Nganjuk, Jawa Timur — Kepala Kepolisian Negara Republik Indonesia, Listyo Sigit Prabowo, menunjukkan komitmen negara dalam menghormati perjuangan kaum buruh dengan berziarah ke makam Marsinah sekaligus melakukan groundbreaking pembangunan Museum Pahlawan Nasional Buruh di Kabupaten Nganjuk, Sabtu (27/12).
Kegiatan tersebut berlangsung khidmat dan sarat makna. Kapolri hadir bersama keluarga Marsinah, jajaran Forum Koordinasi Pimpinan Daerah (Forkopimda) Jawa Timur dan Kabupaten Nganjuk, serta sejumlah tokoh masyarakat. Ziarah ini menjadi simbol penghormatan negara atas pengorbanan Marsinah sebagai sosok perempuan yang gigih memperjuangkan hak-hak pekerja dan keadilan sosial.

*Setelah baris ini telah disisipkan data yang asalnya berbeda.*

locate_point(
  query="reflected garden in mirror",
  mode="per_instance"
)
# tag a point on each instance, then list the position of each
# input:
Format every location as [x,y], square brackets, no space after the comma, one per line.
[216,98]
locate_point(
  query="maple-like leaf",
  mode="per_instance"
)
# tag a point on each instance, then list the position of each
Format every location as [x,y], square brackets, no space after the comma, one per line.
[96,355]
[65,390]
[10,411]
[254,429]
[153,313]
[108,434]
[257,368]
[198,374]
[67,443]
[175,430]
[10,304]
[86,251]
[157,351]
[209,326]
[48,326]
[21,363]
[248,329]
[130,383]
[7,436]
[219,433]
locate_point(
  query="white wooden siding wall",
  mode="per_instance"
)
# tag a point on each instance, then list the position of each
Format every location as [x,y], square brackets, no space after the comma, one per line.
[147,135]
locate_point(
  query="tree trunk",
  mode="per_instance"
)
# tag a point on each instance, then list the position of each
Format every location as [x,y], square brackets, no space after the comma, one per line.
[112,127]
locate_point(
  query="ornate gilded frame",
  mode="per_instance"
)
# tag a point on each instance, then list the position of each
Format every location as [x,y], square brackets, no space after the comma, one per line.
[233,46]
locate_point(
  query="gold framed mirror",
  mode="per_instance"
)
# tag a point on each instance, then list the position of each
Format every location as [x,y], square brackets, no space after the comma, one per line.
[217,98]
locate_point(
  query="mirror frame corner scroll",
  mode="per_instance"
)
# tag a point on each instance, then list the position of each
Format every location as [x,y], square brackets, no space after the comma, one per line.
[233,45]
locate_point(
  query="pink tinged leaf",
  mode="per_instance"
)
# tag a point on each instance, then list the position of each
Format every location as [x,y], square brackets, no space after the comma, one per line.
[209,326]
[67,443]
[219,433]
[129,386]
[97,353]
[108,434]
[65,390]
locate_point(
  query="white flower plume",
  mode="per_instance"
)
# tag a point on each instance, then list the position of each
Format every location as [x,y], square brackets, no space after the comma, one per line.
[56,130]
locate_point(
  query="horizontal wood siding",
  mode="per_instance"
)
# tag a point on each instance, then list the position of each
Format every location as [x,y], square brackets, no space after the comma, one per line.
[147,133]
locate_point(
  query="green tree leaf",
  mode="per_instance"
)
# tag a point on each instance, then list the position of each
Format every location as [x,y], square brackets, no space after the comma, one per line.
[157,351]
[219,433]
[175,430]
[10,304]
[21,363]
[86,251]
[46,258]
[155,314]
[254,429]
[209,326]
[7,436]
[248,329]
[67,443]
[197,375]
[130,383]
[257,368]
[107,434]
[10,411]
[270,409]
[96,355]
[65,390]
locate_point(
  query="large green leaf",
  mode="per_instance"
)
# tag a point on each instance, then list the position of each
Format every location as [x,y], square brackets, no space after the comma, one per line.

Museum Marsinah yang dibangun di Desa Nglundo dirancang bukan sekadar ruang memorial, melainkan pusat edukasi sejarah perjuangan buruh Indonesia. Kehadirannya diharapkan menjadi ikon daerah sekaligus pengingat kolektif bahwa pembangunan nasional harus berjalan seiring dengan pemenuhan keadilan sosial dan kesejahteraan rakyat.
Dalam sambutannya, Kapolri menegaskan bahwa Marsinah bukan hanya simbol keberanian kaum buruh, tetapi juga aset bangsa. Nilai-nilai perjuangannya relevan lintas generasi, terutama dalam membangun hubungan industrial yang berkeadilan dan beradab. “Ini adalah bentuk penghormatan negara terhadap sejarah perjuangan buruh. Kita ingin generasi muda memahami bahwa kemajuan bangsa lahir dari keberanian memperjuangkan keadilan,” ujarnya.
Lebih jauh, Kapolri menyampaikan harapan agar pembangunan Museum Marsinah turut menggerakkan roda perekonomian masyarakat sekitar. Menurutnya, museum ini berpotensi menjadi destinasi kunjungan buruh dari berbagai daerah di Indonesia. “Nanti akan ada kunjungan-kunjungan dari rekan-rekan buruh seluruh Indonesia. Tentunya ini akan menghidupkan UMKM, menguatkan ekonomi desa, dan manfaatnya bisa dirasakan langsung oleh masyarakat Desa Nglundo,” kata Kapolri.
Pemerintah daerah menyambut baik inisiatif tersebut dan berkomitmen mendukung pengembangan kawasan museum agar terintegrasi dengan pemberdayaan UMKM, sektor pariwisata lokal, serta kegiatan edukatif. Dengan demikian, Museum Marsinah tidak hanya menjadi monumen sejarah, tetapi juga motor penggerak ekonomi kerakyatan.
Langkah Kapolri ini dinilai sebagai pesan kuat bahwa negara hadir untuk merawat ingatan sejarah, menghargai perjuangan buruh, dan mendorong pembangunan yang inklusif. Museum Marsinah diharapkan menjadi ruang refleksi bersama—bahwa keadilan sosial, pembangunan, dan kesejahteraan rakyat harus terus berjalan beriringan.